Ветер усилился, загудел в трубе.
Валерия взяла было книгу и очки, как вдруг за кухонным окном блеснули фары. Свет мелькал между деревьями, как в кинетоскопе.
У Валерии подскочил пульс: на разворотной площадке остановилась незнакомая машина. Фары светили прямо в ближайшую теплицу, и в их свете растения отбрасывали резкие тени.
В прихожей Валерия надела плащ и сапоги, потянулась за фонариком, лежавшим на шляпной полке, и, открыв дверь, шагнула в холодный вечерний воздух.
На площадке стояла незнакомая машина. Габаритные огни окрашивали облачко выхлопных газов красным.
Валерия вдруг сообразила, что оставила пистолет в тумбочке у кровати.
Под сапогами хрустел гравий.
Дверца водителя была открыта, но сиденье пустовало.
В ближайшей теплице, между полками и кустами, двигалась какая-то темная тень.
Приблизившись, Валерия включила фонарик, но свет почти сразу погас; она потрясла фонарик и направила тонкий лучик на теплицу.
В теплице оказался Густав Эриксон из “Хассельфорс Гарден”. Его коллега стоял поодаль, между парниками.
Валерия помахала гостям и потянула дверь.
Густав, могучий мужчина лет шестидесяти, в очках, с подернутыми сединой усами, всегда начинал бренчать мелочью в кармане, говоря о делах.
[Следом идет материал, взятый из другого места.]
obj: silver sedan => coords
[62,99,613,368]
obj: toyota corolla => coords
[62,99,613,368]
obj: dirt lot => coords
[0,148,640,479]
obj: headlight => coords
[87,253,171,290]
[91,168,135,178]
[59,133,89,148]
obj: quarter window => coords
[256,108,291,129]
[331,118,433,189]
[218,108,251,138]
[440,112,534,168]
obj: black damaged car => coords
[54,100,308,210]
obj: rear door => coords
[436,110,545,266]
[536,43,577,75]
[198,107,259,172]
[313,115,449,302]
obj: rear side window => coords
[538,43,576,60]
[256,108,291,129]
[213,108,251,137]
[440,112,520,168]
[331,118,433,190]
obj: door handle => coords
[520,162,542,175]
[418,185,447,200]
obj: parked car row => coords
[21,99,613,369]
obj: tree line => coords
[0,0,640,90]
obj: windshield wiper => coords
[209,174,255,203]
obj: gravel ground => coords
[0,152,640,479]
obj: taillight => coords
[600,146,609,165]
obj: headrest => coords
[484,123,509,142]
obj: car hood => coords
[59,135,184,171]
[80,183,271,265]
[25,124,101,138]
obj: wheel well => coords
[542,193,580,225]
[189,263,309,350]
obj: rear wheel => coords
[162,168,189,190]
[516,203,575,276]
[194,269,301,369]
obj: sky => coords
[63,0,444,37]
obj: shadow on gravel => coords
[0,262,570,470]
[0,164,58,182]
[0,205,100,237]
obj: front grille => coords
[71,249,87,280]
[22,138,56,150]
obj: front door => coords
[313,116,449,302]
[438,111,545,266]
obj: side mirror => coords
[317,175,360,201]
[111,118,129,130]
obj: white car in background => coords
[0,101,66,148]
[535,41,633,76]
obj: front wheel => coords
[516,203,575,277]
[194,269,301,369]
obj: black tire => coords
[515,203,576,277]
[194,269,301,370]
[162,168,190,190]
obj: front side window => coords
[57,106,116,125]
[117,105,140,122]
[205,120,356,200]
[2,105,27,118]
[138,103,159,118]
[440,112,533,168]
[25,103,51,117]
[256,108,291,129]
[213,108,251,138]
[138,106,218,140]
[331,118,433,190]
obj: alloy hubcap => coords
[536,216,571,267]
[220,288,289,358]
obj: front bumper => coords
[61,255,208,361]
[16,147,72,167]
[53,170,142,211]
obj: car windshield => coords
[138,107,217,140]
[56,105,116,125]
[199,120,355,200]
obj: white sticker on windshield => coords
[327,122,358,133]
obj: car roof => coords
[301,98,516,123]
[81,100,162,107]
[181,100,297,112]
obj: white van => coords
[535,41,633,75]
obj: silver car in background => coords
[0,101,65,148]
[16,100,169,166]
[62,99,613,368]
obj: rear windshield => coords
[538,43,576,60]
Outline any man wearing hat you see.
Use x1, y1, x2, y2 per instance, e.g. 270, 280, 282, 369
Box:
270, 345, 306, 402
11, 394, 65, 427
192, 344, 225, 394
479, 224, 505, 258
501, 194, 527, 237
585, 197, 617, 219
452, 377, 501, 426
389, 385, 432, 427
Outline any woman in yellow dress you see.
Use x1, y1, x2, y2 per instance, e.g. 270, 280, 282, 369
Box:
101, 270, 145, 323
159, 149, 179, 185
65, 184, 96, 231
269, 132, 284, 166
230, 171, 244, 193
Одевался он в мешковатые джинсы, розовые или желтые рубашки и пиджак.
Валерия больше десяти лет покупала землю и удобрения у “Хассельфорс”.
Наверное, Густав проезжал мимо и захотел удостовериться, что она к весне сделает большой заказ.
– Густав?
– Да вот, скоро весна, – отозвался Густав и позвенел мелочью в кармане.
Его рослый коллега поднял пластмассовый горшок с саженцем помидора, и через отверстие в дне просыпалось немного сухой земли.
– Я на вас рассчитываю, – сказала Валерия. – В этот раз мне понадобится много всего.